I set up tightvnc tunneling through SSH and it's pretty nice. I wouldn't mind accessing my LAN from work if I could do it without compromising my setup.
Clarify "compromising your setup"?
I'm not sure if I'm ready to take the big step of letting this go to the outside world.
Then I suggest the following approach: read, think, read, post, plan.
I guess my questions may be a bit vague so I hope some of the Slackers who are pro sysadmins or who run services open to the net will share their experiences on the topic.
Sorry to say but nothing you've said sofar comes close to anything Slack-specific. This should be in Linux - Security.
Feel free to give any advice not necessarily just on my questions.
Check out the
LQ FAQ: Security references. Minimally read up on hardening, auditing and post #6 on web app security.
Are the exploits based on bad php or other scripting code running or are they inside Apache itself
From what I see ninetynine percent of the time it's a combination of these six:
- bad planning (server in user LAN and not DMZ),
- bad setup practices (no virtualisation, GRsecurity, SELinux, or chrooting),
- bad restrictions (no/loosely configured firewall (*in AND outbound!!!), tcp_wrappers, apache.conf, mod_security),
- insufficient or no auditing and no "early warning" caps (IDS), let alone auditing regularly,
- bad maintenance practices (not updating when updates are released),
- and running "bad" PHP configuration and PHP-based apps (like those authors who tell you their stuff won't run with safe mode on but at the same time won't apologise for what is essentially softening up the webserver, or running "experimental" apps).

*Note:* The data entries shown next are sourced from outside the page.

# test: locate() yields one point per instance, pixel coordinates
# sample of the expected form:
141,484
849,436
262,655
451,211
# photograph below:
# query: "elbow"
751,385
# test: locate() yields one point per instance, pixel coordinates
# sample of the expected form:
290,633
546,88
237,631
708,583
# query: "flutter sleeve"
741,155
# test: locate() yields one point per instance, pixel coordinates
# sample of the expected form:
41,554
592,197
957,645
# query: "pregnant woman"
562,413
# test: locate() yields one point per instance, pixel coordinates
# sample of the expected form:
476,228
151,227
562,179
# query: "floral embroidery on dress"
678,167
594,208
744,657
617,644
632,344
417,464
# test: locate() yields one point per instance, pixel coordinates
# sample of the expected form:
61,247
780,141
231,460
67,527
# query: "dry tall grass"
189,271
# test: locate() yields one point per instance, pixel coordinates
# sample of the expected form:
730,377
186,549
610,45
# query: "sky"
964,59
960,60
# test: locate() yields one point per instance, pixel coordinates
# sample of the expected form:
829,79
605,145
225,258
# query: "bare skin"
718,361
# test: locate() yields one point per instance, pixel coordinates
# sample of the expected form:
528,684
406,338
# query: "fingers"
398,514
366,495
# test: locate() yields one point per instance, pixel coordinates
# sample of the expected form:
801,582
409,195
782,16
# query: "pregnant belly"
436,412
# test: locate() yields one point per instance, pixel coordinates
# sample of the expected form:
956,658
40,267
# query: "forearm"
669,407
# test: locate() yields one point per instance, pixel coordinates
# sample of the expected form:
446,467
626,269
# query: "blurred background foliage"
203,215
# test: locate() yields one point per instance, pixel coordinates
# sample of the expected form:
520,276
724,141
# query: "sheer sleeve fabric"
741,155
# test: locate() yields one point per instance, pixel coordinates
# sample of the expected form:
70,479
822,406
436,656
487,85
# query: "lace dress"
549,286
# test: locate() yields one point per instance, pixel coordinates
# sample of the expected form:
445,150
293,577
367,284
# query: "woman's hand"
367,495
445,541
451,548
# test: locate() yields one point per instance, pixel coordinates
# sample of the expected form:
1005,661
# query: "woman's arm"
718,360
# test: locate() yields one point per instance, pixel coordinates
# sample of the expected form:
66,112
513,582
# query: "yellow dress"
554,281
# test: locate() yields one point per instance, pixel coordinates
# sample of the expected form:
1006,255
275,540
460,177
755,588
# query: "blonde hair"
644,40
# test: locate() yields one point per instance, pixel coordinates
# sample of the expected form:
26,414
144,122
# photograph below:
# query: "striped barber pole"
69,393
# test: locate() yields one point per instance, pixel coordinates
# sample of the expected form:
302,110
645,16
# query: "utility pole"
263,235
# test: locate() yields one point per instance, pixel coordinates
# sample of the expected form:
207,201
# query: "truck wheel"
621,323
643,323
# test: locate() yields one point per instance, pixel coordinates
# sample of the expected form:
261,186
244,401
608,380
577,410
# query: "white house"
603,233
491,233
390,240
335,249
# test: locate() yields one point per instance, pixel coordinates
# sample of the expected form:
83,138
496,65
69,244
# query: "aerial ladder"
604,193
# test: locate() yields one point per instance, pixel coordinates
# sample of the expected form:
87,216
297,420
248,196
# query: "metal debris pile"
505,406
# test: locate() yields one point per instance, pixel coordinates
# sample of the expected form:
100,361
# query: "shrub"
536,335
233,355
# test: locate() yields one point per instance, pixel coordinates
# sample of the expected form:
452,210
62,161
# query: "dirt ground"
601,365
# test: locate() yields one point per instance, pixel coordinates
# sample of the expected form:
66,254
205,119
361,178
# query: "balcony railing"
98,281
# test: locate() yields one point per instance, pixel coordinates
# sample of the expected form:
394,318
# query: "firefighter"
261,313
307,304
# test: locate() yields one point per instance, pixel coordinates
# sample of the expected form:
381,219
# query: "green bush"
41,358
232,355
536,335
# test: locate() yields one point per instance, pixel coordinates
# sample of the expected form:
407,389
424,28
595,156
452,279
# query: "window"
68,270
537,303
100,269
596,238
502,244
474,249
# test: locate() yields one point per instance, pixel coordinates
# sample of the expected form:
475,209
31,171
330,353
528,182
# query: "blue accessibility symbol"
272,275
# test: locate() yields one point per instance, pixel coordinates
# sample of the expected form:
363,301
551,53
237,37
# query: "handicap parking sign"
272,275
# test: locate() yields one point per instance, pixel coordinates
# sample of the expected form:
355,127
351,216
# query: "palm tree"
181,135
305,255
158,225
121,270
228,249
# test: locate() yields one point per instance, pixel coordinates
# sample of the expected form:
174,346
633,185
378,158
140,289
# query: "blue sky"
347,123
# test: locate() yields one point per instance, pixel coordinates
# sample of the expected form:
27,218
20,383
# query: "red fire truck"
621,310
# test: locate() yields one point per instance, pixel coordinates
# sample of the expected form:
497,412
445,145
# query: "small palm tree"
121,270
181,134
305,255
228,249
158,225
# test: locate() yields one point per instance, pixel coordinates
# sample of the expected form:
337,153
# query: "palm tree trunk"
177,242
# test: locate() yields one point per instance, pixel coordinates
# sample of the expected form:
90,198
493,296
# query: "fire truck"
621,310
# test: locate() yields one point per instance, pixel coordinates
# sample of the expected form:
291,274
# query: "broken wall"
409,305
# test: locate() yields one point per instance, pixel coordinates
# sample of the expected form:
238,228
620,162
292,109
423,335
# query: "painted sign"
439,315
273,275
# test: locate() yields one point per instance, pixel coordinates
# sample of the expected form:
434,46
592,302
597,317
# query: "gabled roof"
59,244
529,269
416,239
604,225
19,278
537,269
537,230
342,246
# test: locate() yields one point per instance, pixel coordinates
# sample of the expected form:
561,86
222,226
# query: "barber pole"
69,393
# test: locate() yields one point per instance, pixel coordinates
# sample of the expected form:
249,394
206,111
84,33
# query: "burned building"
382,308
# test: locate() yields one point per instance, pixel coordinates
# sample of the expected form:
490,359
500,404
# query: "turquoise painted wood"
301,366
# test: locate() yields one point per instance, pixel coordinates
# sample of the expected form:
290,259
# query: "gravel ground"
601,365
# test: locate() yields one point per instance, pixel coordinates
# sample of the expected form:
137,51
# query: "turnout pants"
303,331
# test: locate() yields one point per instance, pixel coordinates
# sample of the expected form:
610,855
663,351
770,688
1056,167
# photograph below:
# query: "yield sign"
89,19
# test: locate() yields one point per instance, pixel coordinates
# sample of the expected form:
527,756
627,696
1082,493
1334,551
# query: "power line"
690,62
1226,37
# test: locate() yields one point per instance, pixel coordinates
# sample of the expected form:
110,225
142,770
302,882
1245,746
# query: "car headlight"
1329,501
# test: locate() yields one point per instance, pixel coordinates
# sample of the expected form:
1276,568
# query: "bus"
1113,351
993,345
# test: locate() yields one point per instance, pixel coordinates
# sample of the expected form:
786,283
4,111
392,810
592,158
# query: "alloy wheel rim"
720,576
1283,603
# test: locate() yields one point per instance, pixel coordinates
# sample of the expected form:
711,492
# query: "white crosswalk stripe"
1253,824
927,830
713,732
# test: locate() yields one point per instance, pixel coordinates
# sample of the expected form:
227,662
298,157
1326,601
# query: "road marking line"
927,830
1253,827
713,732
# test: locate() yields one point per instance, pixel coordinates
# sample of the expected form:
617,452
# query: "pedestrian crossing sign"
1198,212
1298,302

The chance you'll get caught by something within Apache is not non-existant but way, way smaller. Most of the time you'll see those exploiting flaws in PHP-based apps are "just" spammers or bot herders. Search the Linux - Security forum for some real cases. The first category doesn't want *nor need* root account privileges to do their thing. The second category, once in, just has the time to throw all kinds of exploits at the box to get root since the admin won't notice anyway. The chance you will encounter crackers of the third MO kind is small. Way, way small.
Does setting up a userid and password to get into the web site help (don't know how to do that either) or is that not a significant barrier to hacking?
No barrier. Depends on what you got running and how it's shielded, not one single restriction.
Which ftp server does everbody like. I see Pat has both vsftpd and profptd in the distro. I'm leaning towards vsftpd because I see some BSD distro sites using it. I really have no idea if one is better than the other or what you have to do to avoid problems with them also.
It's not about "liking" something. If I'd go with that criterium I'd end up buying an O2 since I still like the design.
This is an easy one though: do minimal research. Visit CVE, SecurityFocus, Secunia and make a tally for the top-four FTP daemons. See how much vulns there where the past three years. List by severity, remote risk (and if available: time to fix data). *Then* choose. Now you're choosing based on cold, hard facts.